What can we observe in Sennacherib’s account of his siege against Jerusalem? First, we find his affirmation that Jerusalem was surrounded without any hope of rescue or escape. Sennacherib had exacted tribute from King Hezekiah and had militarily shut him up “like a bird in a cage”. Second, we find his conformation that while he had surrounded Jerusalem, he could not conquer the city. The best we can say is that he besieged it and nothing more.
The annals of Sennacherib reveal that the siege happened just as the Bible said. It followed the devastation of Judah and put Hezekiah beyond the means of all human hope. At this point the Bible supplies the reason for Sennacherib’s silence: God did a miracle. No better explanation has been offered, either by the Assyrians or the scholars.
The angel of the Lord went out and put to death a hundred and eighty-five thousand men in the Assyrian camp. When the people got up the next morning there were all the dead bodies. So Sennacherib king of Assyria broke camp and withdrew. He returned to Nineveh and stayed there.
The historical details of his death by assassination in 681 B.C. are recorded in another archaeological discovery, the Babylonian Chronicle that states: “On the 20th of the month of Tebet, his son killed Sennacherib, king of Assyria, during a rebellion.” The Babylonian tablet generally confirms the biblical account.
One day, while he was worshipping in the temple of his god Nisroch, his sons Adrammelech and Sharezer cut him down with the sword, and they escaped to the land of Ararat. And Esarhaddon his son succeeded him as king.
In the case of Hezekiah, archaeological record complements the Bible, and the Bible supplements the archaeological record. The gaps in archaeological history are filled in with the Biblical record.

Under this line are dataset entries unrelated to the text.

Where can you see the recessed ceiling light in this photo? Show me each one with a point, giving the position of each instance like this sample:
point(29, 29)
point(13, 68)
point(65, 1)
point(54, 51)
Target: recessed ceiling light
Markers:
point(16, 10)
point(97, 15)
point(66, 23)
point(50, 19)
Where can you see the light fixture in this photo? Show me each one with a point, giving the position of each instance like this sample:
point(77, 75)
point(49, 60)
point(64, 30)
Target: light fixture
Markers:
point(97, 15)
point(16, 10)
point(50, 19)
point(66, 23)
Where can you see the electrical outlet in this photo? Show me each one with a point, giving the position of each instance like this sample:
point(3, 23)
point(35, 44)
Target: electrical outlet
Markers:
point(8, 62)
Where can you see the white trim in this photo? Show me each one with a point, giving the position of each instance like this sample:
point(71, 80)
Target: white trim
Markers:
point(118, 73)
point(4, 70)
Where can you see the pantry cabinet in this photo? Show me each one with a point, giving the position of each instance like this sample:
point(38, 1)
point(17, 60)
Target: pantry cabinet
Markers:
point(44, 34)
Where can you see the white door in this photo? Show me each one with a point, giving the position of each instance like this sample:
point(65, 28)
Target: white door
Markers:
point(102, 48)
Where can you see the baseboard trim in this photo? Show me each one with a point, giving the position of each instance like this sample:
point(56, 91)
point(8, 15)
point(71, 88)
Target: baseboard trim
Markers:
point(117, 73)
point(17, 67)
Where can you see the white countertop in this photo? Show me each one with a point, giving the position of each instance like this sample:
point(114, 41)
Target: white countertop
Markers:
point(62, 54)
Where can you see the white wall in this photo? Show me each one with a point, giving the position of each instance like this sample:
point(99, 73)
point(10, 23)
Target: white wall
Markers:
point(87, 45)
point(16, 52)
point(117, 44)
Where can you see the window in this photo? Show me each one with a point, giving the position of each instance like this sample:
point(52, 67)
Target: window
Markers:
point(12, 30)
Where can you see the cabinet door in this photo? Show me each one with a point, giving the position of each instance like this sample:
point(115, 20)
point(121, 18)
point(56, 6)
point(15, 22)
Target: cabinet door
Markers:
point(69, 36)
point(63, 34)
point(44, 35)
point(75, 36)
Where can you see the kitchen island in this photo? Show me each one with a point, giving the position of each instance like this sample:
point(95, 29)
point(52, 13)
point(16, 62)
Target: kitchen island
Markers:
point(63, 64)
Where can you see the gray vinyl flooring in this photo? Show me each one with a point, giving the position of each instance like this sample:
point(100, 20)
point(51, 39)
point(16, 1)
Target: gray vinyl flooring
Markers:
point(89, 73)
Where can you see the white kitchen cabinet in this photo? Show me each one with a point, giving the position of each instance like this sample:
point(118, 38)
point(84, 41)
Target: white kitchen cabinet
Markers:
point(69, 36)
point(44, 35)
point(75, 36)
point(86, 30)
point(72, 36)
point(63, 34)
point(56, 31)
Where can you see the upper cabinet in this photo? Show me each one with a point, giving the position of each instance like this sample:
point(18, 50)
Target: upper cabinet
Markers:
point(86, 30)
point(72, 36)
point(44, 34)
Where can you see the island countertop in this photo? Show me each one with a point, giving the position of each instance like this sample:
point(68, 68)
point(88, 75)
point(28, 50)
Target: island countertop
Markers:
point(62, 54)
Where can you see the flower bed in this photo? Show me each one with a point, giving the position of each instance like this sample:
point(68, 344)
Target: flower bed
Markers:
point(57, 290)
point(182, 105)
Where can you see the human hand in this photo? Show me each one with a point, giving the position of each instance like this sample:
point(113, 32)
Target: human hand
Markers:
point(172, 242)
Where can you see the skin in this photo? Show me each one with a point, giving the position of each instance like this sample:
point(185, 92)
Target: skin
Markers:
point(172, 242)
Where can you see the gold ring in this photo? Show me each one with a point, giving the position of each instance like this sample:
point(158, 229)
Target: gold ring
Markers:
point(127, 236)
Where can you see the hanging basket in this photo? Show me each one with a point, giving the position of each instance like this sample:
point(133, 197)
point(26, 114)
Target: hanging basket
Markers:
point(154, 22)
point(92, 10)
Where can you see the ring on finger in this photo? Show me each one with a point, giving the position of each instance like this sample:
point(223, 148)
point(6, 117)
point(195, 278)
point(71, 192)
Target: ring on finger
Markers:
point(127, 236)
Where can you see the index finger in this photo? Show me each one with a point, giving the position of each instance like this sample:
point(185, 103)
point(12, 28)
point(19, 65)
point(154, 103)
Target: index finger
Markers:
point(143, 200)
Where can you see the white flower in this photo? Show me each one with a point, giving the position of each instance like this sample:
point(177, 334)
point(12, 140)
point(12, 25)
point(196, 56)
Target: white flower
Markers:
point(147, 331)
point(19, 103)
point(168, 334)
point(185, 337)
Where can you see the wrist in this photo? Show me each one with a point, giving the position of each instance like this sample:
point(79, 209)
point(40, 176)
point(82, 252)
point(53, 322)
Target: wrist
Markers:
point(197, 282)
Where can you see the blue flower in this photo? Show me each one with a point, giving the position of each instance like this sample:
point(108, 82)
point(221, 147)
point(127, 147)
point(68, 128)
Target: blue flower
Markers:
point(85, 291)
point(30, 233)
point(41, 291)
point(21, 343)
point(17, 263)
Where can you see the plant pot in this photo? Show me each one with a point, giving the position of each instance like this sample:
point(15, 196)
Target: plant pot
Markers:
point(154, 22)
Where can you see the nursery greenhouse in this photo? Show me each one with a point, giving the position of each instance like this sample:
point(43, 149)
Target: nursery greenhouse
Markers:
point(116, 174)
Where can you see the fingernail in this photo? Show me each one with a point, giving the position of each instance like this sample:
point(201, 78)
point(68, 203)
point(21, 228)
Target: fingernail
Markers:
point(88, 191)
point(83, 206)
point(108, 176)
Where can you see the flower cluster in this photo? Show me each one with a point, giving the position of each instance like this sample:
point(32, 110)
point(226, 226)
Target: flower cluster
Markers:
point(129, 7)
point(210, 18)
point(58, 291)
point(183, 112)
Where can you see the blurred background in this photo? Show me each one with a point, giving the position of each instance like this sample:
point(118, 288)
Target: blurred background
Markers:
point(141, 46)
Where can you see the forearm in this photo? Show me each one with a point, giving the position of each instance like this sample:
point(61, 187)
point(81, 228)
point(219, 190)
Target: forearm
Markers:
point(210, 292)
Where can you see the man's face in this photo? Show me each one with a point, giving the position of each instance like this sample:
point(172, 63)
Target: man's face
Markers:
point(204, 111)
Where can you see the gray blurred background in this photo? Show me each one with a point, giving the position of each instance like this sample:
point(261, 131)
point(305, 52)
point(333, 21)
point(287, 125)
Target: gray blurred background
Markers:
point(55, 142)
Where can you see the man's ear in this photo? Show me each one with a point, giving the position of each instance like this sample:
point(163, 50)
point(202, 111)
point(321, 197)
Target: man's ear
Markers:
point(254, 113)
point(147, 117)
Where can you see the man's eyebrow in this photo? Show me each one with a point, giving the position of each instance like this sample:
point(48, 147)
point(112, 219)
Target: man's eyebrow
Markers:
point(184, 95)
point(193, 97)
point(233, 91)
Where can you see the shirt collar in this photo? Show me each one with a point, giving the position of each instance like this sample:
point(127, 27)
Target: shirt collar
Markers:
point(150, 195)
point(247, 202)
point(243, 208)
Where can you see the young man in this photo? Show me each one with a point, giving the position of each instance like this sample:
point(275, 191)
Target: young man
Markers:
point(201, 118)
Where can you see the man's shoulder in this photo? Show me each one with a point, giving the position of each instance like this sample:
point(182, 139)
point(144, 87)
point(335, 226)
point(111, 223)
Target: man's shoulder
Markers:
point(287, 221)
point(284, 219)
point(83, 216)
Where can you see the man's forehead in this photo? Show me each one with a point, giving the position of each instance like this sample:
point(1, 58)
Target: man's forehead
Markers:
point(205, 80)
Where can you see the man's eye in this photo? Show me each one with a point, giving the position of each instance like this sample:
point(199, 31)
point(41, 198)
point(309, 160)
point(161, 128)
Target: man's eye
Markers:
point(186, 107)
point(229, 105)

Sir William Ramsay, of Oxford University, was raised by atheist parents and was himself an atheist. He set out to disprove the book of Acts because it was full of so many details and could easily be proven wrong. But after decades of digging he declared in his book that he had become a Christian. Titles of officers and names and locations of cities uncovered by archeologists had always proved the Bible correct. He concluded that "in various details the narrative showed marvelous truth."
Archaeologist William F. Albright started out as a liberal but became more and more conservative as he studied the archaeological record. Albright declared, "There can be no doubt that archeology has confirmed the substantial historicity of the Old Testament traditions".
Sir Nelson Glueck, a Jewish archeologist, stated: It may be stated categorically that no archeological discovery has ever contradicted a biblical reference.